Había empezado a llover otra vez y los fogonazos de los relámpagos atravesaban los cristales del coche policial mientras aquella máquina luchaba por mantener el equilibrio con cada brusco giro que daba por las angostas y empapadas calles. Dentro viajaba el comisario Thomas Mason, un hombre que pasaba holgado la cuarentena y a cuyo rostro se abrazaba una espesa barba canosa. A su izquierda, de copiloto, un delgado muchacho al que todos apodaban ¨Will¨ y que no llevaba más de un par de años en el cuerpo de inspectores de la policía londinense limpiaba los cristales de sus gafas empañados con el borde de su camisa.
– Ponme al día ¨Will¨, ¿quieres? -decía Thomas clavando la vista en la carretera, intentando que la lluvia no lo cegase mientras mordisqueaba la boquilla de su cigarrillo.
– Sí, por supuesto -respondió trabajosamente el muchacho rebuscando entre las hojas de una libreta que traía siempre consigo- Hemos recibido una llamada a la central exactamente a las doce y dos minutos de la noche.
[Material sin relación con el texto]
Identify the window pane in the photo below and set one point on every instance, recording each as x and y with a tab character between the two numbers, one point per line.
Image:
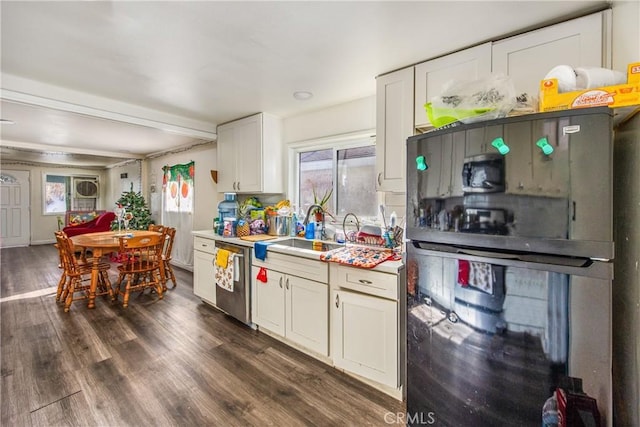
316	171
55	194
356	187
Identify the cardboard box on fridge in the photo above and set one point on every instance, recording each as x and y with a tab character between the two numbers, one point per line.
622	95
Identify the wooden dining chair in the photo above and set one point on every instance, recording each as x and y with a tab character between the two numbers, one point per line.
169	235
141	265
75	283
159	228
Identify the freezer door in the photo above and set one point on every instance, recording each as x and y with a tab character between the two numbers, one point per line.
489	339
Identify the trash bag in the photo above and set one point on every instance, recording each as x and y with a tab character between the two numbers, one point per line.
471	101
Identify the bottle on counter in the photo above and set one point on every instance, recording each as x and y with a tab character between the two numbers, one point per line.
227	213
293	228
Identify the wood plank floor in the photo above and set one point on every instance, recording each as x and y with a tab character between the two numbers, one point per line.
170	362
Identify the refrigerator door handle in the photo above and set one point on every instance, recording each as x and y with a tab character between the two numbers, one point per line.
565	265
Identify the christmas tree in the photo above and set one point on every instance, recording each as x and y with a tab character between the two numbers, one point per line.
137	213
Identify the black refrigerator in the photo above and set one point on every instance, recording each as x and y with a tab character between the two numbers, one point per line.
509	268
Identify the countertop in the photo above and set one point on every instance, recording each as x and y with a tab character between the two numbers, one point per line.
385	267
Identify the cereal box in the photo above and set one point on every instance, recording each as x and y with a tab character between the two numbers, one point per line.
622	95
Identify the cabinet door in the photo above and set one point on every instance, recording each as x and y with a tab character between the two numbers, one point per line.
364	336
307	316
433	174
433	76
204	284
528	57
394	124
457	163
248	154
267	306
226	159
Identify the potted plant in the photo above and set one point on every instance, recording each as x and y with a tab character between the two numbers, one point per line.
322	201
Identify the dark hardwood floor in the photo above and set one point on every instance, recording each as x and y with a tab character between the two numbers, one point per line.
175	361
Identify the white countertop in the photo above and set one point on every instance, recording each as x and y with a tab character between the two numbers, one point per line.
385	267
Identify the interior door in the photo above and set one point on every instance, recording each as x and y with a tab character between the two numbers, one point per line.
15	229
Se trataba de un hombre que se identificó como James Smith, estaba muy nervioso y apenas podía articular palabra. Dijo que encontró el cadáver de un niño en un avanzado estado de descomposición en el interior de un callejón cerca de su domicilio; estaba envuelto en un saco y, por lo visto, oculto entre unos contenedores. El hombre advirtió que era de vital importancia que acudiéramos lo más rápido posible y tras eso la llamada se cortó. No pudimos volver a establecer contacto con él.
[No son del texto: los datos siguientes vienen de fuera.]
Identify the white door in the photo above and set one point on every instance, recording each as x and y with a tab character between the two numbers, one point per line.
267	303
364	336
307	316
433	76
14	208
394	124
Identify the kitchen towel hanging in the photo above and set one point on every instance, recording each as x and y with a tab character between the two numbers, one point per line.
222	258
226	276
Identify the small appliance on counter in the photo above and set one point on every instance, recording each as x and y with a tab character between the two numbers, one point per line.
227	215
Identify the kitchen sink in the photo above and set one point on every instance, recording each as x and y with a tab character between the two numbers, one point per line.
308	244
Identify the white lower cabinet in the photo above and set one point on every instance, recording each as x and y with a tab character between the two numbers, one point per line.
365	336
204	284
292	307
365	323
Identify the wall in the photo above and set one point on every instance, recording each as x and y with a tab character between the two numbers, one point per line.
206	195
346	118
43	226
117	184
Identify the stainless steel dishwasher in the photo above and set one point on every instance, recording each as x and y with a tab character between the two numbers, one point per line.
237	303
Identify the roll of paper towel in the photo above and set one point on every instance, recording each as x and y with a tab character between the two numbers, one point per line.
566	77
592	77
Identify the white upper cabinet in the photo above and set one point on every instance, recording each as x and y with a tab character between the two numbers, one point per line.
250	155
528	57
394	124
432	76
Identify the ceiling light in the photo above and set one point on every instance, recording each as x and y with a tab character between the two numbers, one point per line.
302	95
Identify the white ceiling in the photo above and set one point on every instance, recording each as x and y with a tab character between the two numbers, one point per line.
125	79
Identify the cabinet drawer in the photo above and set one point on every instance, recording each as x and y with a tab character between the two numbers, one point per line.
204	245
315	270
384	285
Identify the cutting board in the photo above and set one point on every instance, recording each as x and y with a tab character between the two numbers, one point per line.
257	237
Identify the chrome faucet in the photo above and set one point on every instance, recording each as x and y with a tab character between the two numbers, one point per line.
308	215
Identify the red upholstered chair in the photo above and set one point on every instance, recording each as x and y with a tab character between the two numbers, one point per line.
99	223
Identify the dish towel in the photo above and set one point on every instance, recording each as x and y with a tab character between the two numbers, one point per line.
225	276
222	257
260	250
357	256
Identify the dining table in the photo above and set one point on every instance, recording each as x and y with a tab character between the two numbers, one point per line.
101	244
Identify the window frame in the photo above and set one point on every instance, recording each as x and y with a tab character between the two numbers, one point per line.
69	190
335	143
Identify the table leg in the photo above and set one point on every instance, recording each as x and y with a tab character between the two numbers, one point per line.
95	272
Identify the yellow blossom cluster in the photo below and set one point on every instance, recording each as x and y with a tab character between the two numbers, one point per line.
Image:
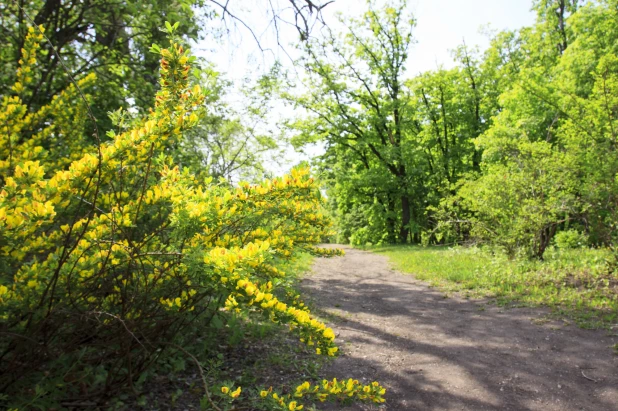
346	390
111	250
– ¿Otro caso de abandono de niños?
– No lo creo, el hombre parecía muy preocupado. Uno ya no se altera tanto por un niño al que una madre ha desechado, no en los tiempos que corren. Creo que es importante, debemos darnos prisa.
– Está bien, tú ganas chico- sentenció Thomas y acto seguido chirriaron los neumáticos del vehículo sobre el asfalto por el incremento de la velocidad.
Cuando llegaron al lugar, un rincón de un podrido suburbio industrial donde abundaban los edificios levantados en un ladrillo viejo y pesado y de cuyas fachadas podridas supuraba una fuerte humedad, se encontraba atestado de coches policiales y agentes registrando el sitio. Bajo un pequeño balcón, al refugio de la increpante lluvia, se resguardaba quien identificaron como el autor de la llamada.
– Quédate aquí, no tardaré- dijo Thomas bajando del coche y arrojando el cigarrillo ya consumido a un charco.
Se asió bien el sombrero y se acercó a aquel misterioso hombre que no cesaba en frotarse las manos e insuflar aire en su interior en un intento por combatir el frío de la madrugada. Su rostro era el de alguien que ha visto a la muerte cara a cara; alguien que ha visto su reflejo en los ojos oscuros y profundos de la Parca.